Payroll and wellbeing are becoming harder to separate

For a long time, payroll and employee wellbeing have been considered to be separate, standalone functions within an organisation.

Payroll has typically focused on accuracy, compliance, and timely delivery of pay, while wellbeing has sat within HR, benefits, or culture functions, often treated as a separate conversation about engagement or the employee experience.

As workforce health challenges grow and absence patterns become more complex, wellbeing is increasingly appearing in the same datasets, cost centres and operational pressures that payroll teams already manage. Not because payroll is changing its purpose, but because the cost of poor wellbeing is now unavoidable in payroll metrics.

Research from workplace wellbeing provider EGYM Hussle highlights the scale of the issue in the UK workforce. More than half of employees (52%) report that their job is already negatively impacting their physical health, while 41% say their mental health is suffering. In addition, 62% say they are concerned about the long-term health effects of their working life.

These figures are not payroll statistics, but the consequences increasingly flow into payroll systems through absence, productivity shifts and workforce cost pressures.

Where wellbeing begins to intersect with payroll reality

Payroll teams are not responsible for workplace wellbeing. However, they are often responsible for administering the financial outcomes when wellbeing declines.

Sickness absence is the most obvious example. Statutory Sick Pay, occupational sick pay schemes, and the administrative burden of tracking absence all sit close to payroll processes. When absence levels increase, payroll feels the operational impact quickly, even if the root causes sit elsewhere.

The same research shows that 34% of UK employees feel their performance has already been affected by health issues such as stress and chronic fatigue, introducing a more subtle issue for employers: employees are still present and being paid, but not necessarily operating at full capacity.

This is not a payroll problem in isolation, but it does raise questions about how organisations understand workforce cost and output.

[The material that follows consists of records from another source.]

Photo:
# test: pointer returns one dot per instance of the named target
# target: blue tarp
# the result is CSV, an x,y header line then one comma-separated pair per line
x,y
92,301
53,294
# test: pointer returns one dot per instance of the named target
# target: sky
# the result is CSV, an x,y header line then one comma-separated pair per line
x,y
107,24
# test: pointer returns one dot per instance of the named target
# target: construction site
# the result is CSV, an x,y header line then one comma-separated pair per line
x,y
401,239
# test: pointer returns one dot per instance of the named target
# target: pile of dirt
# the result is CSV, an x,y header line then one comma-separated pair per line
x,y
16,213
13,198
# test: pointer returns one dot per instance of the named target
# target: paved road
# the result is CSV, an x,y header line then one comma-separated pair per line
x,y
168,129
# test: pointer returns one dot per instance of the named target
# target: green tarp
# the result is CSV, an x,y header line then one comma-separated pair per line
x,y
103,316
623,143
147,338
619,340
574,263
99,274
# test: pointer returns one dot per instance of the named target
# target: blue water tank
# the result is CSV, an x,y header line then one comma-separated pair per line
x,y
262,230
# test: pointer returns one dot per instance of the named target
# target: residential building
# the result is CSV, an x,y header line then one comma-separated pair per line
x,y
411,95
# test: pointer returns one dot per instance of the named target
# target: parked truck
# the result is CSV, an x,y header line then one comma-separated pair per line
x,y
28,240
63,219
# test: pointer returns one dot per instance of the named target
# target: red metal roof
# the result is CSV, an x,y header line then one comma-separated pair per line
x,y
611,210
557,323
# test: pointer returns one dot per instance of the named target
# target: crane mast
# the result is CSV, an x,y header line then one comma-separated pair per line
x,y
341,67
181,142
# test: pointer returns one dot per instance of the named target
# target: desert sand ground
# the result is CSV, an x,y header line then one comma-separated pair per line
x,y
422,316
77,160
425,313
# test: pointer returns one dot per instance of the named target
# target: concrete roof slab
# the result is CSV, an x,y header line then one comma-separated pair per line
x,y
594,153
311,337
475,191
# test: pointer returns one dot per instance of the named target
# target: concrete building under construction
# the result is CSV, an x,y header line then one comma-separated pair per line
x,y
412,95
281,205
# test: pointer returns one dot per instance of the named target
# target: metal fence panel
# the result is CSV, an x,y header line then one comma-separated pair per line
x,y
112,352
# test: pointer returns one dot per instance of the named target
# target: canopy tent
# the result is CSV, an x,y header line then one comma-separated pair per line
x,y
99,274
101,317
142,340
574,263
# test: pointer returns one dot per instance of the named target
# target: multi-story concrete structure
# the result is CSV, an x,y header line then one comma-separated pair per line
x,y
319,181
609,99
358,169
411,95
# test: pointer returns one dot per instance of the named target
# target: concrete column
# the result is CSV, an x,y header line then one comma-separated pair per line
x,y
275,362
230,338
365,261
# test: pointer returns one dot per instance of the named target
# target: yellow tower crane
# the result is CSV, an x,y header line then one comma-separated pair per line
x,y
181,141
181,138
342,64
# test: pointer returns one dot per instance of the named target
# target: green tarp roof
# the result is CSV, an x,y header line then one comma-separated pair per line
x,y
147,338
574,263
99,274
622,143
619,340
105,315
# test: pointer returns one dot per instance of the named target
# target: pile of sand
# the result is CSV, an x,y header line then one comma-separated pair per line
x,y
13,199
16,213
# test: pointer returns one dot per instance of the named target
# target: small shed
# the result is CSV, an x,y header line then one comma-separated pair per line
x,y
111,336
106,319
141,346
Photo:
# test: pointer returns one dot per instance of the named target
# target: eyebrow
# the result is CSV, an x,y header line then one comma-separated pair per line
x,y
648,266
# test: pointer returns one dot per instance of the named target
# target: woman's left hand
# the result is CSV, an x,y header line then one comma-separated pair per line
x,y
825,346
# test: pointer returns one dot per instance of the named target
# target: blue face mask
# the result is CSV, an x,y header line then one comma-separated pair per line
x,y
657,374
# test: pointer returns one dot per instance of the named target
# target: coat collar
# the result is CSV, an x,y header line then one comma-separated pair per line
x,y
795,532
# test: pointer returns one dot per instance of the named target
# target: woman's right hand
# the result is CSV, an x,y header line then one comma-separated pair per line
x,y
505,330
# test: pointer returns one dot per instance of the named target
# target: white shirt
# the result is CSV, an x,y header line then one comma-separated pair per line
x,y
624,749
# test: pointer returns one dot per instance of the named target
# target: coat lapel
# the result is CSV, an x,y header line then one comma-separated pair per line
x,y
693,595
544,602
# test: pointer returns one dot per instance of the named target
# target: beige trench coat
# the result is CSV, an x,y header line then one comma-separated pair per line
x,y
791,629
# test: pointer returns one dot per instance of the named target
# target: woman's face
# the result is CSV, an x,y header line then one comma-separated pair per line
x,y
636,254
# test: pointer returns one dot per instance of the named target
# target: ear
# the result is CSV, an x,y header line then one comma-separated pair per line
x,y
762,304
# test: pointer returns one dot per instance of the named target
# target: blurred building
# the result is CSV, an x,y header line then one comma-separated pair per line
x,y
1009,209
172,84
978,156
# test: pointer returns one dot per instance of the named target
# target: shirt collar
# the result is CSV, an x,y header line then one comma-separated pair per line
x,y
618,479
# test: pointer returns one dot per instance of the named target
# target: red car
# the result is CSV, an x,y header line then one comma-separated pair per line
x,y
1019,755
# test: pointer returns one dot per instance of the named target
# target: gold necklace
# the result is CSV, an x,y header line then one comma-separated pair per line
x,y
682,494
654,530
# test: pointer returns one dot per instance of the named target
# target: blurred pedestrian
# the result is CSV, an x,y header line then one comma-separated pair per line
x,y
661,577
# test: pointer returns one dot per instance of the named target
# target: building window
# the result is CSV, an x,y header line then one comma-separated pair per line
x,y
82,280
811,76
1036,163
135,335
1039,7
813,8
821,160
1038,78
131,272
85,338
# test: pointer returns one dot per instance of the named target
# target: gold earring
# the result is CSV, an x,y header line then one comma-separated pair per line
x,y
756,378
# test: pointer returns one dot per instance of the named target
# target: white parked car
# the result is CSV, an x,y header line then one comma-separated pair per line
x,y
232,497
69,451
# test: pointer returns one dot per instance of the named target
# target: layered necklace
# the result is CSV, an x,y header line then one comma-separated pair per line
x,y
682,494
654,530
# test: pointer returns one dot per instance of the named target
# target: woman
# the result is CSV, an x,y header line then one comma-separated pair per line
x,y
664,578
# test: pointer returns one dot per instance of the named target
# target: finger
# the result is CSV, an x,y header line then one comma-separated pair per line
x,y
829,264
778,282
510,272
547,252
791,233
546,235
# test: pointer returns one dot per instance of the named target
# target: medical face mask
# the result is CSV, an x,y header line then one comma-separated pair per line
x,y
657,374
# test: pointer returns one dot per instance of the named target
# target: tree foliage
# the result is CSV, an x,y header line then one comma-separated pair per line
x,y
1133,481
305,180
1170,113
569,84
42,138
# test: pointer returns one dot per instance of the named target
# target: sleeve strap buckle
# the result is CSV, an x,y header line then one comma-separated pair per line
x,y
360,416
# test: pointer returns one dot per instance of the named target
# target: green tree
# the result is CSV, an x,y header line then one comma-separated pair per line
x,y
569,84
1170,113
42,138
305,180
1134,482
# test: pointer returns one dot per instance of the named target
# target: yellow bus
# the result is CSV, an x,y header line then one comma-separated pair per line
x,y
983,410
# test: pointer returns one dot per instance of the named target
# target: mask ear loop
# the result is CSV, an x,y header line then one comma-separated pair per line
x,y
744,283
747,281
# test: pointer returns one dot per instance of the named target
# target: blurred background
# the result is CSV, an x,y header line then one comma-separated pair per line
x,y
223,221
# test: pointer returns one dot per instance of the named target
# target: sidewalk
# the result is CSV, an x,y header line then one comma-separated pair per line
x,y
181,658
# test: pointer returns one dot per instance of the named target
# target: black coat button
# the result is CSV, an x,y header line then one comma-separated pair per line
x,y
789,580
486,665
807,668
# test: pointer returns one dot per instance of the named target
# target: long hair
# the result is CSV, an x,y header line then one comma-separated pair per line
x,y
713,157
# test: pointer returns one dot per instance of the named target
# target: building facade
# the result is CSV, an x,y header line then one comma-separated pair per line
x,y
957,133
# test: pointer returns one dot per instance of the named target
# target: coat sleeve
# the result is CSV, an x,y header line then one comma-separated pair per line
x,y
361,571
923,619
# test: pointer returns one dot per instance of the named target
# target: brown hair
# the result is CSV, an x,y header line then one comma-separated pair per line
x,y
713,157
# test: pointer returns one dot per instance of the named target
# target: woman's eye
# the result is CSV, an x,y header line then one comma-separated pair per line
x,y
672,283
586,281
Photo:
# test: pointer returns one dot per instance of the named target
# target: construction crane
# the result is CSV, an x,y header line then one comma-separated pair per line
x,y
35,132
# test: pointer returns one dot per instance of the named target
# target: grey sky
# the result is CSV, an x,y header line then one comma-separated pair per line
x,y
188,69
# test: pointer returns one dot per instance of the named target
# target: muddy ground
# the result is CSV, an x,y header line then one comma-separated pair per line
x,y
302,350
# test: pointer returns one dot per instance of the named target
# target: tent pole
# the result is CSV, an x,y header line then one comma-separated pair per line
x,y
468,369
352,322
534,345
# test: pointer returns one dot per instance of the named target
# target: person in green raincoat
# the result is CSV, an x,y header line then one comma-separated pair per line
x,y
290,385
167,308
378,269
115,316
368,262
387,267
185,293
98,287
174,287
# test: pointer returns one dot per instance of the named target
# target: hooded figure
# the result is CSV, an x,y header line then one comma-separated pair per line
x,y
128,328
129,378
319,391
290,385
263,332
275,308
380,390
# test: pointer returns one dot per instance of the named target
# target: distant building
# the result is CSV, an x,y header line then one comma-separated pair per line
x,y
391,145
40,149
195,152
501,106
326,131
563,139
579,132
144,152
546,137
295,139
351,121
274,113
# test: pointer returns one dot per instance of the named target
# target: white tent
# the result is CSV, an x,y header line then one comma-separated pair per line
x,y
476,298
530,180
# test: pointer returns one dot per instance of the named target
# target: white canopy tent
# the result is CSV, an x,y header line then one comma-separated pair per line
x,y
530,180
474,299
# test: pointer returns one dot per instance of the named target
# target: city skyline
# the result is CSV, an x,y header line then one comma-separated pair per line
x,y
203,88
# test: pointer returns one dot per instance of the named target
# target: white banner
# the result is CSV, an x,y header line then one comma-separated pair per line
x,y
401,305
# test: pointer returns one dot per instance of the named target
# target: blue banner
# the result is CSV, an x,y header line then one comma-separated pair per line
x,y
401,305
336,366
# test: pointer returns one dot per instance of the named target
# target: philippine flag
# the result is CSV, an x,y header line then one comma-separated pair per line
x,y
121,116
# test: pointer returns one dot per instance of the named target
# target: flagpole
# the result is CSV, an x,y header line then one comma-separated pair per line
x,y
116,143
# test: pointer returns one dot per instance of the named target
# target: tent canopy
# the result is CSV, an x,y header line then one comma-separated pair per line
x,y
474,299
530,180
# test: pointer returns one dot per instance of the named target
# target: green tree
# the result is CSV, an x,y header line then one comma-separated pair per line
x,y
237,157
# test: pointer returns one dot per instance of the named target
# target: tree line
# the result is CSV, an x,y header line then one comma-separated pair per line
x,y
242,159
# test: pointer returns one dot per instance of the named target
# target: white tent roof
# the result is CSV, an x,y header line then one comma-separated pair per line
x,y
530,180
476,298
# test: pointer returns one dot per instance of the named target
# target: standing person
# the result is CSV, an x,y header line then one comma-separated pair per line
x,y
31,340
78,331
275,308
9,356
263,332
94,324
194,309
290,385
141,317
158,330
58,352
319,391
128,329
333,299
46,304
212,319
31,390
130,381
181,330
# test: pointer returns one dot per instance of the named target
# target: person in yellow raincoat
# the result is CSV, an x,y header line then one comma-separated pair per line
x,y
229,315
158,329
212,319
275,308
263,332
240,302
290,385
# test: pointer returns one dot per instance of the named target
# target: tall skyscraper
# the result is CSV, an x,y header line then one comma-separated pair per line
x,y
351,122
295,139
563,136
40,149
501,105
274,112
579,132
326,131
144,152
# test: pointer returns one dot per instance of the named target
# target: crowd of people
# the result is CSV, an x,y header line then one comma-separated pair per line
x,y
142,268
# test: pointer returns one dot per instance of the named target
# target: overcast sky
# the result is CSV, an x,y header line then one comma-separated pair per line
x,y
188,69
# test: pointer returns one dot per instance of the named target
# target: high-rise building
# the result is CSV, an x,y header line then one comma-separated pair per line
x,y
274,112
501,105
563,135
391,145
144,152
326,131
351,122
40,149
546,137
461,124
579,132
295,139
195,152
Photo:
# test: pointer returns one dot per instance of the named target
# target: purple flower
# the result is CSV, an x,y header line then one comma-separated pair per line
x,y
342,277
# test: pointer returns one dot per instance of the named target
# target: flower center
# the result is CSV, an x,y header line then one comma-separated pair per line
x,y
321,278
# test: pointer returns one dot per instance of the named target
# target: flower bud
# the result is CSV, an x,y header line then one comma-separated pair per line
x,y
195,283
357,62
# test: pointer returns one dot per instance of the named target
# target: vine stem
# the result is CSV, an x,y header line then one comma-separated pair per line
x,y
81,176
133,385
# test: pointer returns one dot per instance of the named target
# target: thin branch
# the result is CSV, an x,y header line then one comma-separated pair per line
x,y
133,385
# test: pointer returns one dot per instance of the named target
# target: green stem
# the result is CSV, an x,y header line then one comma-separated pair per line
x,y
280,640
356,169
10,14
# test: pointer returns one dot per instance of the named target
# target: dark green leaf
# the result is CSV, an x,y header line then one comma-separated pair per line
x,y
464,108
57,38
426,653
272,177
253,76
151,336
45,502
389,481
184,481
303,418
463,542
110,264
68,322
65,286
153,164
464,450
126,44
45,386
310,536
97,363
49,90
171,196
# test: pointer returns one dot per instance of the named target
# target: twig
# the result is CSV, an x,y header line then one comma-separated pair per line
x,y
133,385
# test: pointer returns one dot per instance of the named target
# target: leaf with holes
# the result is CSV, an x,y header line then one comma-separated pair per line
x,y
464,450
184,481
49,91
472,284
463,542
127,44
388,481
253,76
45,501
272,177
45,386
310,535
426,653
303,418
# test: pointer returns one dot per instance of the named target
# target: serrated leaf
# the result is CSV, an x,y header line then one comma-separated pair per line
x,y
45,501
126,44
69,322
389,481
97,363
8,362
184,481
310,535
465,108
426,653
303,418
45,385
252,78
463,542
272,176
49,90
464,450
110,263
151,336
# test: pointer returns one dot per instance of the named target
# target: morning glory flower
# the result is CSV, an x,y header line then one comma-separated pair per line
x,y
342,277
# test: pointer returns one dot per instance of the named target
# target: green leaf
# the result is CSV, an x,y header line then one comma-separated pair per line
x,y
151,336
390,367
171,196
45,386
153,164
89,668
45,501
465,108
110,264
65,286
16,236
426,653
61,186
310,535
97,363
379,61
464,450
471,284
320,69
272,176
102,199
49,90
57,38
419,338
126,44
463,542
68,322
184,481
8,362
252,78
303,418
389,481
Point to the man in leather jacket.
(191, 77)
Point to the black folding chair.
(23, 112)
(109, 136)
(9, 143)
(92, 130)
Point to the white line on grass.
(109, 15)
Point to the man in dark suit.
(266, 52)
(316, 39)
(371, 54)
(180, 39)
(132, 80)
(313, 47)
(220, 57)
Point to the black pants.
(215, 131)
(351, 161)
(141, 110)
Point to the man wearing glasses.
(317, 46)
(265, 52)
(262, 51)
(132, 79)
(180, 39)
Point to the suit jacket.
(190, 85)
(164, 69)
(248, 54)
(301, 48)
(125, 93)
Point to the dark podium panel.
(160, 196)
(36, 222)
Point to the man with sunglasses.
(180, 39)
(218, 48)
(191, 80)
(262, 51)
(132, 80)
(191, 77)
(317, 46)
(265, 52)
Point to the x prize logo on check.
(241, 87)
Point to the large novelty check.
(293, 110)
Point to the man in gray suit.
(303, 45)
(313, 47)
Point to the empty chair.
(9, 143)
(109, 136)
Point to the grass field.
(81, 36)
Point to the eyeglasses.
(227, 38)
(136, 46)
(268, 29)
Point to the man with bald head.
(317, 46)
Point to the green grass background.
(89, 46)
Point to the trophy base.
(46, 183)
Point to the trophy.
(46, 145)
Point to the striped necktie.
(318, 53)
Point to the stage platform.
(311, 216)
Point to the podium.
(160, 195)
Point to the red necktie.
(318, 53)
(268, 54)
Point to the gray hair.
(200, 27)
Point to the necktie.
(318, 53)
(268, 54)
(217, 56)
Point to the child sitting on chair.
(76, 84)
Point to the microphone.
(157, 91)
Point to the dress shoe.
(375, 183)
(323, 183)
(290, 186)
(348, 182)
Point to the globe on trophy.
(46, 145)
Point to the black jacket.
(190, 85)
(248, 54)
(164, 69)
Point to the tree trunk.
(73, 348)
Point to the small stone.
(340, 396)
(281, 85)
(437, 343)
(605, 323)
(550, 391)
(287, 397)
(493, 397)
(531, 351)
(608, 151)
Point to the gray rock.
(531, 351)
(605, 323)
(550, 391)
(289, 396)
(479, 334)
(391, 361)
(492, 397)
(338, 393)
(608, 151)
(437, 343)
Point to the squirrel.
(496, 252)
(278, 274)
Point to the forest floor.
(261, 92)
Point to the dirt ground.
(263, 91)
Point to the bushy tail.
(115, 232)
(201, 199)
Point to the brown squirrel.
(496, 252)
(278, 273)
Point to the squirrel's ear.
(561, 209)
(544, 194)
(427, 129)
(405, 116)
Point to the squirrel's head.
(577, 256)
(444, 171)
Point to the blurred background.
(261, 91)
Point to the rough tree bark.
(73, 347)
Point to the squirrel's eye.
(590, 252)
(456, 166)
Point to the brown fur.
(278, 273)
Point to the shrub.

The rising cost pressures that sit between HR and payroll

The functions carried out by payroll and HR departments often overlap more than most organisations might perceive.

For example, the research shows that 60% of employees say wellbeing influences their decision to stay in a role. That is a retention issue, but retention has direct payroll implications when viewed through the lens of recruitment costs, onboarding cycles and pay progression pressures for replacement hires.

Similarly, more than two-thirds of UK employees report that their job leads to increased sedentary behaviour (70%), and half report disrupted sleep. These are not immediate payroll triggers, but they are strongly associated with long-term health risks that can eventually translate into higher absence and reduced workforce availability.

It can be difficult to fully quantify the financial impact of wellbeing issues, even when they are clearly present in the organisation, often resulting in wellbeing being discussed strategically in HR terms, while its financial consequences are managed operationally through payroll processes, without a fully joined-up view between the two.

Benefits, prevention and the role of payroll-adjacent systems

One area where payroll and wellbeing increasingly intersect is in employee benefits and wellbeing schemes delivered through payroll-linked mechanisms. These arrangements sit close to payroll systems, even if they are typically designed and managed in collaboration with HR or benefits teams.

Employers can provide more accessible wellbeing support at scale; however, uptake and satisfaction remain uneven. Only just over a third of employees report being satisfied with the wellbeing support currently available to them, suggesting that availability alone is not the issue.

Why this matters more as workforce pressures increase

With employment law changes placing greater emphasis on employee health, organisations are likely to face increased scrutiny around how they manage absence, wellbeing support and workforce risk.

This does not necessarily mean payroll teams will take on new responsibilities in wellbeing management. However, it does mean that payroll data will become increasingly relevant to discussions that extend beyond pay administration.

As absence costs rise and workforce participation patterns shift, organisations will need a clearer understanding of how health and productivity interact with employment costs. Payroll is one of the few functions that consistently holds the underlying data needed to inform that conversation.

The practical takeaway is not that payroll should “own” wellbeing, or that HR should treat payroll as a wellbeing function; rather, it is that the two are becoming harder to separate in operational terms.

Poor wellbeing is increasingly reflected in payroll-adjacent metrics such as absence, overtime and workforce turnover costs. At the same time, wellbeing interventions are increasingly delivered through payroll-linked mechanisms such as benefits and salary sacrifice schemes.

In that sense, the question for organisations is less about redefining payroll and more about whether they are connecting the data they already have in a way that reflects the reality of their workforce.